Health News Colorado was unable to reach McClure for comment.

As the Colorado audit continues, Montana has launched an audit of its own. In an ironic twist, McClure previously worked at the Montana Auditor’s Office. Managers there are bringing in a third party to conduct an audit of her work. (Click here to read more in the Billings Gazette.)

McClure worked at the Montana Auditor’s Office from 2010 until Connect for Health hired her in March of 2013. At the Montana auditor’s office, McClure managed three federal grants totaling $2.15 million to implement health reform. She earned $98,000 a year.

Prior to that, during her tenure as executive director at Housing Montana, McClure is accused of embezzling funds aimed at helping people in need.

McClure worked from 2008 to 2010 for the now defunct Housing Montana. As executive director, she was supposed to help qualified participants build their own homes. The homeowners had to invest 35 hours of sweat equity a week.

Among other charges, the federal indictment accuses McClure of pocketing fake fees that she charged to the needy families.

U.S. Attorney Carl Rostad said in a federal indictment obtained by The Billings Gazette that McClure paid herself “significant sums” for consulting services even though she was a full-time employee, and that she embezzled money to pay her family unauthorized salaries and bonuses, family bills and personal travel expenses.
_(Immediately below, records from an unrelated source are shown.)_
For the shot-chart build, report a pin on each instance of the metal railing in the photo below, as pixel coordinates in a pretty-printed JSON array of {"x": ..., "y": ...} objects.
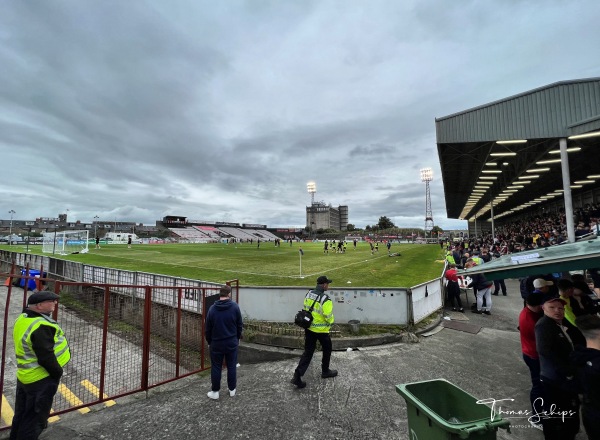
[{"x": 120, "y": 344}]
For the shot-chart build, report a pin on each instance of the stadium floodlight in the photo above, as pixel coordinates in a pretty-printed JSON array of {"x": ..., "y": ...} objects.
[
  {"x": 311, "y": 187},
  {"x": 569, "y": 150},
  {"x": 96, "y": 226},
  {"x": 514, "y": 141},
  {"x": 11, "y": 212},
  {"x": 427, "y": 176}
]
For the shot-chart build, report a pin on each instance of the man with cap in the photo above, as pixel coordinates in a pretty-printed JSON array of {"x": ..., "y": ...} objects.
[
  {"x": 555, "y": 339},
  {"x": 42, "y": 351},
  {"x": 318, "y": 331},
  {"x": 528, "y": 317},
  {"x": 543, "y": 286},
  {"x": 587, "y": 359},
  {"x": 223, "y": 331}
]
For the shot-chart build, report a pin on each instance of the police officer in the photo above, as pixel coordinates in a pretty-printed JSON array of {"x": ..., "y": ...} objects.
[
  {"x": 42, "y": 351},
  {"x": 318, "y": 331}
]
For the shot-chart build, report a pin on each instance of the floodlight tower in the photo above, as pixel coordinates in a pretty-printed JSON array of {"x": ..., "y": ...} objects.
[
  {"x": 427, "y": 176},
  {"x": 96, "y": 226},
  {"x": 311, "y": 187},
  {"x": 11, "y": 212}
]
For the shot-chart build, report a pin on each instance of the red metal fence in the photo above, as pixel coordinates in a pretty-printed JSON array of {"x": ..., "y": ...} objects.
[{"x": 123, "y": 338}]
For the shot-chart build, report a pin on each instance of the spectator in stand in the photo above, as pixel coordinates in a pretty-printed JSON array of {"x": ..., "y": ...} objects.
[
  {"x": 529, "y": 316},
  {"x": 588, "y": 362},
  {"x": 565, "y": 289},
  {"x": 456, "y": 254},
  {"x": 581, "y": 303},
  {"x": 464, "y": 259},
  {"x": 499, "y": 285},
  {"x": 555, "y": 340},
  {"x": 453, "y": 289},
  {"x": 594, "y": 274},
  {"x": 223, "y": 331},
  {"x": 543, "y": 286},
  {"x": 483, "y": 288}
]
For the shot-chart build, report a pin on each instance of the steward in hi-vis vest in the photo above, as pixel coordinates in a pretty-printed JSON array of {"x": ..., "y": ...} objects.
[
  {"x": 318, "y": 331},
  {"x": 42, "y": 351}
]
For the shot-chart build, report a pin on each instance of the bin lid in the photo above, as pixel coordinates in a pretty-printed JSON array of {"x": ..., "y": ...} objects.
[{"x": 449, "y": 406}]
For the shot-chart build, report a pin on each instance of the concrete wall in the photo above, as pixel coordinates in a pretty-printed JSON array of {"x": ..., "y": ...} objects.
[
  {"x": 369, "y": 306},
  {"x": 396, "y": 306}
]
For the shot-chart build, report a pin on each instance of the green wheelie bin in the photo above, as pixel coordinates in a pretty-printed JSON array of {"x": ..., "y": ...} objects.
[{"x": 439, "y": 410}]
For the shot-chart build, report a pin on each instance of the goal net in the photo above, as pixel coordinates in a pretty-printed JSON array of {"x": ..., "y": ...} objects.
[{"x": 66, "y": 242}]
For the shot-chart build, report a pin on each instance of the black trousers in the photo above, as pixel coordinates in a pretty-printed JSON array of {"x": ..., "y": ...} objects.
[
  {"x": 454, "y": 294},
  {"x": 591, "y": 420},
  {"x": 310, "y": 344},
  {"x": 32, "y": 408},
  {"x": 499, "y": 284},
  {"x": 559, "y": 400}
]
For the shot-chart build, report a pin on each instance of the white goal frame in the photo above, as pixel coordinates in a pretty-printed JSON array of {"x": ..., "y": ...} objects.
[{"x": 66, "y": 242}]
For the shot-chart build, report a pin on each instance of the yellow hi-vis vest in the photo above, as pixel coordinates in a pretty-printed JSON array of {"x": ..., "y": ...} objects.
[
  {"x": 322, "y": 311},
  {"x": 28, "y": 369}
]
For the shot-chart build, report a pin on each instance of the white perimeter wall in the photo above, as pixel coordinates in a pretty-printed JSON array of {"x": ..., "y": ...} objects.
[{"x": 280, "y": 304}]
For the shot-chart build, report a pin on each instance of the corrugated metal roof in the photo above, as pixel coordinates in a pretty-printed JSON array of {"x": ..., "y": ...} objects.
[
  {"x": 546, "y": 112},
  {"x": 467, "y": 140}
]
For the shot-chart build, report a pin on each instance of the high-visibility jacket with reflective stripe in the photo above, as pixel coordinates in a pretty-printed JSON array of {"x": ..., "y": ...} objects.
[
  {"x": 28, "y": 369},
  {"x": 322, "y": 311}
]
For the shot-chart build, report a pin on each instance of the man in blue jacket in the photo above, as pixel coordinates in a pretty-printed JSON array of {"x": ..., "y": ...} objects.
[{"x": 223, "y": 332}]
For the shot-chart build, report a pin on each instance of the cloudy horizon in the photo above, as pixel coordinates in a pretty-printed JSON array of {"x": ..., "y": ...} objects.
[{"x": 132, "y": 111}]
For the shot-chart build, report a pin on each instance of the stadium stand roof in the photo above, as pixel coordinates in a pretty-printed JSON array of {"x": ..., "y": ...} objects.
[
  {"x": 554, "y": 259},
  {"x": 468, "y": 144}
]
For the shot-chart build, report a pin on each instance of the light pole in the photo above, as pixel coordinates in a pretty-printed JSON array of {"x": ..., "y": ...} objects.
[
  {"x": 311, "y": 187},
  {"x": 96, "y": 226},
  {"x": 427, "y": 176},
  {"x": 11, "y": 212}
]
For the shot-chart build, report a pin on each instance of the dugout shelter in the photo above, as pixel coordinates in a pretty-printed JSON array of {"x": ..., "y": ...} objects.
[{"x": 505, "y": 160}]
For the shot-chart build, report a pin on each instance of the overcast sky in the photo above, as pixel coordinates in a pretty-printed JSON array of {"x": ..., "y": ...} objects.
[{"x": 223, "y": 111}]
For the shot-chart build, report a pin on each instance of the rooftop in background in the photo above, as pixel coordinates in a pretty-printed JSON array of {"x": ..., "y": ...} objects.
[{"x": 506, "y": 151}]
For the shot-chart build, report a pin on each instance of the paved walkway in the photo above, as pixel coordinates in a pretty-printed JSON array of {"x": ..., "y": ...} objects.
[{"x": 360, "y": 403}]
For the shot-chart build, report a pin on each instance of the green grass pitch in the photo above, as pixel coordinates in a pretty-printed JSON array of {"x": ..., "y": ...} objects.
[{"x": 268, "y": 265}]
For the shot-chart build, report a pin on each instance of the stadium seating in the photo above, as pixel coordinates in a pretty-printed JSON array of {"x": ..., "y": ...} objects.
[{"x": 192, "y": 235}]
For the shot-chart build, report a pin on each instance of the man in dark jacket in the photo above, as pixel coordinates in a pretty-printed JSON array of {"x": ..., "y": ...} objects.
[
  {"x": 588, "y": 361},
  {"x": 223, "y": 332},
  {"x": 483, "y": 290},
  {"x": 555, "y": 339}
]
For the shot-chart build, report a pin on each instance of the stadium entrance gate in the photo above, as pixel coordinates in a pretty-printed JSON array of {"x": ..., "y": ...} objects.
[{"x": 121, "y": 343}]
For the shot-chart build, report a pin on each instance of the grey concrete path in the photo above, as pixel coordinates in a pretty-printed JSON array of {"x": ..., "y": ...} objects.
[{"x": 360, "y": 403}]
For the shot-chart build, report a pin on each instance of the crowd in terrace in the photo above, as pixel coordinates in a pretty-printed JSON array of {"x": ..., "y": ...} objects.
[{"x": 542, "y": 230}]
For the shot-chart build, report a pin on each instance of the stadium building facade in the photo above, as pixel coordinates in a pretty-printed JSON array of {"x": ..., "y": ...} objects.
[{"x": 322, "y": 216}]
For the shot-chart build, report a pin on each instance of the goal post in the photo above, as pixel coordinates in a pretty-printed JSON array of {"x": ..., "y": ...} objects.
[{"x": 66, "y": 242}]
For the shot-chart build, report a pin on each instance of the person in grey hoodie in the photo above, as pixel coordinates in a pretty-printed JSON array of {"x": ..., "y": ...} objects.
[
  {"x": 223, "y": 331},
  {"x": 587, "y": 360}
]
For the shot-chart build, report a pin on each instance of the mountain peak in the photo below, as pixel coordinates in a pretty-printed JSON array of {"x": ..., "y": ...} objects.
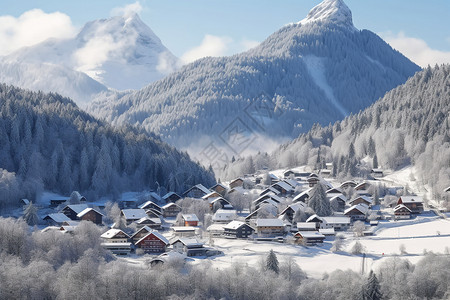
[{"x": 335, "y": 11}]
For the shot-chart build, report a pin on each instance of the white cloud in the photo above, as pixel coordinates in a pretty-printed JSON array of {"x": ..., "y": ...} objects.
[
  {"x": 127, "y": 10},
  {"x": 32, "y": 27},
  {"x": 416, "y": 49},
  {"x": 211, "y": 46}
]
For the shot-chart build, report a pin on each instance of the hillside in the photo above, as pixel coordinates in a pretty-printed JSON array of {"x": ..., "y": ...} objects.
[
  {"x": 315, "y": 71},
  {"x": 49, "y": 143}
]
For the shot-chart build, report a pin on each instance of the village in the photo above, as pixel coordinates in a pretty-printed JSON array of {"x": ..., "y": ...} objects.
[{"x": 260, "y": 208}]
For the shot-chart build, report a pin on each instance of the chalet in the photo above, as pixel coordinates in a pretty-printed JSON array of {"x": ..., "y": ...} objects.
[
  {"x": 236, "y": 183},
  {"x": 290, "y": 211},
  {"x": 73, "y": 210},
  {"x": 143, "y": 231},
  {"x": 189, "y": 247},
  {"x": 309, "y": 238},
  {"x": 269, "y": 227},
  {"x": 357, "y": 212},
  {"x": 150, "y": 205},
  {"x": 55, "y": 202},
  {"x": 90, "y": 214},
  {"x": 237, "y": 229},
  {"x": 340, "y": 200},
  {"x": 171, "y": 210},
  {"x": 183, "y": 231},
  {"x": 171, "y": 197},
  {"x": 402, "y": 212},
  {"x": 219, "y": 188},
  {"x": 224, "y": 216},
  {"x": 361, "y": 200},
  {"x": 303, "y": 196},
  {"x": 283, "y": 187},
  {"x": 133, "y": 214},
  {"x": 153, "y": 223},
  {"x": 56, "y": 219},
  {"x": 414, "y": 203},
  {"x": 197, "y": 191},
  {"x": 153, "y": 242},
  {"x": 190, "y": 219}
]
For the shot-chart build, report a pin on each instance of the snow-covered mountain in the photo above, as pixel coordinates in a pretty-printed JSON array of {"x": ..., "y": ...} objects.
[
  {"x": 119, "y": 53},
  {"x": 317, "y": 70}
]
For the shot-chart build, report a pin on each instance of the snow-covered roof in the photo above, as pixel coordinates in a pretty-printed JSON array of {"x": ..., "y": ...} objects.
[
  {"x": 85, "y": 211},
  {"x": 269, "y": 223},
  {"x": 110, "y": 234},
  {"x": 411, "y": 199},
  {"x": 134, "y": 213},
  {"x": 190, "y": 217},
  {"x": 57, "y": 217}
]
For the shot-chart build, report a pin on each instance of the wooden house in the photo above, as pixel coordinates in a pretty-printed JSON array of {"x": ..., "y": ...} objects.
[
  {"x": 197, "y": 191},
  {"x": 237, "y": 229},
  {"x": 171, "y": 197},
  {"x": 153, "y": 242},
  {"x": 402, "y": 212},
  {"x": 171, "y": 210},
  {"x": 309, "y": 238},
  {"x": 190, "y": 220},
  {"x": 72, "y": 210},
  {"x": 414, "y": 203},
  {"x": 238, "y": 182},
  {"x": 269, "y": 227},
  {"x": 90, "y": 214}
]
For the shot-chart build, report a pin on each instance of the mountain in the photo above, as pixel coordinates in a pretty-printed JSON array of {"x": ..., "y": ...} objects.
[
  {"x": 49, "y": 143},
  {"x": 409, "y": 126},
  {"x": 119, "y": 53},
  {"x": 315, "y": 71}
]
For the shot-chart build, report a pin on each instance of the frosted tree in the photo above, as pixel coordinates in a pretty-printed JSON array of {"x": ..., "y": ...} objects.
[
  {"x": 272, "y": 262},
  {"x": 318, "y": 200}
]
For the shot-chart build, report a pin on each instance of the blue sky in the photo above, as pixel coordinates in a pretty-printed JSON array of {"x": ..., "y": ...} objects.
[{"x": 419, "y": 29}]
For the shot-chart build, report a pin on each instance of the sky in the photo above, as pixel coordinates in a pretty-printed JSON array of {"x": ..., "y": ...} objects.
[{"x": 196, "y": 28}]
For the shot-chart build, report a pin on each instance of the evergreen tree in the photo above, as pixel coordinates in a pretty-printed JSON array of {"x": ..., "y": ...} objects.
[
  {"x": 272, "y": 262},
  {"x": 371, "y": 289}
]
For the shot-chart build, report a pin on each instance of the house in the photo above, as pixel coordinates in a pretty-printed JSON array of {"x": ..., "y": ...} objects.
[
  {"x": 269, "y": 227},
  {"x": 72, "y": 210},
  {"x": 290, "y": 211},
  {"x": 361, "y": 199},
  {"x": 414, "y": 203},
  {"x": 153, "y": 223},
  {"x": 402, "y": 212},
  {"x": 90, "y": 214},
  {"x": 150, "y": 205},
  {"x": 133, "y": 214},
  {"x": 143, "y": 231},
  {"x": 188, "y": 246},
  {"x": 303, "y": 196},
  {"x": 197, "y": 191},
  {"x": 224, "y": 216},
  {"x": 56, "y": 219},
  {"x": 190, "y": 219},
  {"x": 237, "y": 229},
  {"x": 357, "y": 212},
  {"x": 283, "y": 187},
  {"x": 171, "y": 210},
  {"x": 309, "y": 238},
  {"x": 171, "y": 197},
  {"x": 238, "y": 182}
]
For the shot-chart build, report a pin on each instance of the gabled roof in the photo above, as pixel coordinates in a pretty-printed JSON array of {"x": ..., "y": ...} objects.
[
  {"x": 269, "y": 223},
  {"x": 190, "y": 217},
  {"x": 57, "y": 217},
  {"x": 110, "y": 234},
  {"x": 158, "y": 235},
  {"x": 133, "y": 213},
  {"x": 85, "y": 211}
]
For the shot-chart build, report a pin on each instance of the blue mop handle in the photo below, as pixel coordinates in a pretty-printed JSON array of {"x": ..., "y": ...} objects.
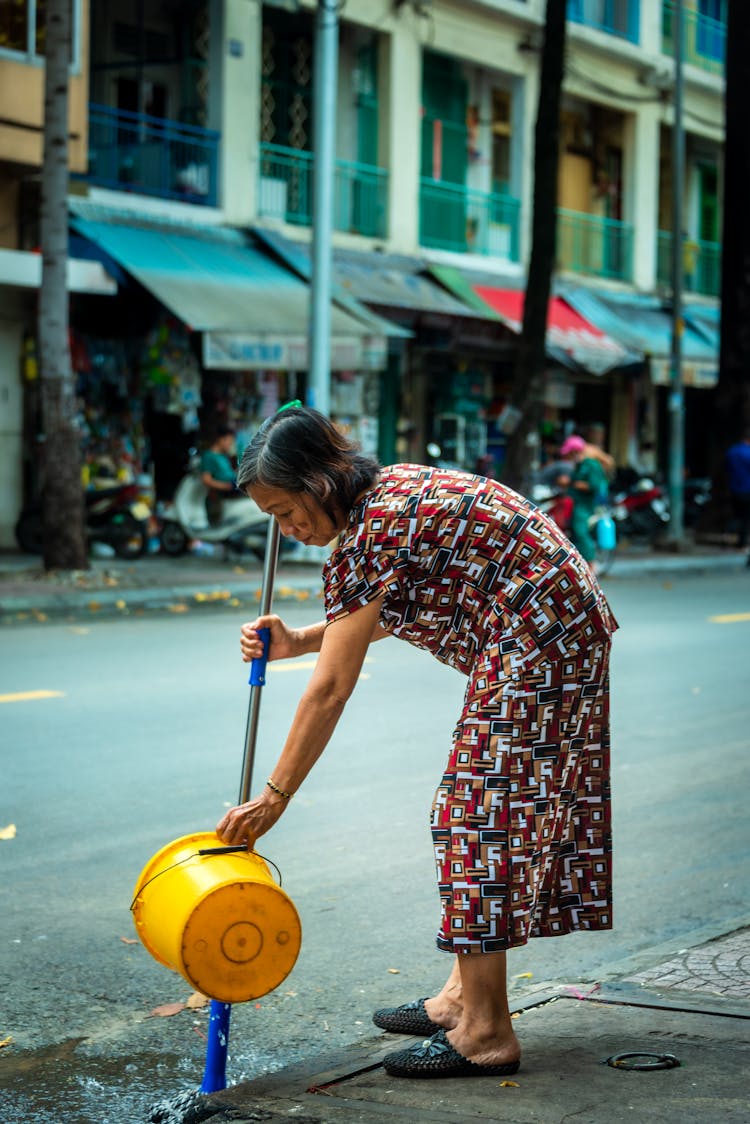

McClure allegedly charged every homeowner $750 for a nonexistent “technical assistance warranty” and a $1,000 fee for leasing tools that were provided by the grant, the indictment said.

Federal authorities also alleged that McClure used grant funds to buy a personal laptop, wrote herself an unauthorized check for $21,000 and moved money from various accounts so she could better cover her tracks.

McClure pleaded not guilty on Feb. 6 in U.S. District Court in Billings. Her trial is set for June 23.

Officials at the Montana auditor’s office said they had no idea McClure was under suspicion.

The indictment “was a surprise to the department. We had no indication from anyone there was an investigation going on,” said Adam Schafer, deputy director for the Montana Auditor’s Office.

Davis, the Connect for Health communications consultant, said McClure did not have access to finances at Colorado’s exchange. But she had access to customer data. Davis said she was properly vetted, but he declined to say whether executives at Connect for Health thoroughly probed her references in Montana.

“References are considered personnel materials, which we do not release,” Davis said in a written response.

“Integrity and public trust are paramount to the mission of Connect for Health Colorado. We take extensive measures to protect consumer information and technology systems,” Davis wrote. “All employees must pass a criminal background check prior to being hired. Christa McClure had passed a background check when she was hired in March 2013 to support relationships with our state and federal partners. We learned about the federal case in Montana against her on Monday, February 10, and immediately took action. The employee was placed on administrative leave. She had no access to the financial operations at the organization.”

If convicted, McClure faces a maximum of 20 years in prison and a possible $250,000 fine.